Droit des brevets et santé publique dans l'espace OAPI

Les problèmes de santé publique continuent de plomber les
perspectives de développement des pays membres de l'Organisation
Africaine de la Propriété Intellectuelle (OAPI). Pour les résoudre, il faut
tenir compte de l'impact du système des brevets sur l'accès aux soins
de santé des populations, dans un contexte international marqué par le
renforcement des droits de propriété intellectuelle depuis l'adoption de
l'Accord sur les Aspects des Droits de Propriété Intellectuelle qui touchent
au Commerce (ADPIC) en 1994 et la révision de l'Accord de Bangui de
l'OAPI en 1999. En réalité, la question de l'efficacité du système des
brevets dans la protection de la santé publique est loin d'être close.

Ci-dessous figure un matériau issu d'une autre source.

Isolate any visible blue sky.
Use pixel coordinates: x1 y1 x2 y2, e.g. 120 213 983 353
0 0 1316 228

Pour l'apprécier, la présente étude pose en postulat la primauté
de l'intérêt de la santé publique sur les droits privatifs des inventeurs.

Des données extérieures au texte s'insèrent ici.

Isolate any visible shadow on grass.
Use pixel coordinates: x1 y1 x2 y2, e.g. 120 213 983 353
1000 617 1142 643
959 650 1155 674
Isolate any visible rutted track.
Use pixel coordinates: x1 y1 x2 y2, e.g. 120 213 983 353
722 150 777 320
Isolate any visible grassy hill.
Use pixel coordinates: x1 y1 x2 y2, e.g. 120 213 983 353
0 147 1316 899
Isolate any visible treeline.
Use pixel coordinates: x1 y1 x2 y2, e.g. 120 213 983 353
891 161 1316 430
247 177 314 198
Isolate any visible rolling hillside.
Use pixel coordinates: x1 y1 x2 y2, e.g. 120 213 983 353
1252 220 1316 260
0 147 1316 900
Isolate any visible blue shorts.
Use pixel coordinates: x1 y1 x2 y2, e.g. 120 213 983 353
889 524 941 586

Ainsi, le droit OAPI intègre les considérations de santé publique en
admettant à la brevetabilité les inventions y relatives, et en prévoyant
des limitations au droit des brevets dans l'intérêt de la santé publique.
Ce faisant, le système des brevets présente des signes d'inadaptation,
pour des raisons intrinsèques, mais aussi au regard du faible niveau
de développement et des spécificités du système de santé dans les pays
membres de l'OAPI, avec notamment la forte présence de la médecine
traditionnelle. Il semble néanmoins possible d'aménager un cadre
incitatif permettant de concilier les impératifs de santé et les droits
privatifs des inventeurs. À travers une analyse économique du droit des
brevets appliquée à la santé publique, l'étude replace en définitive l'État
au centre de la problématique de l'efficacité des normes juridiques.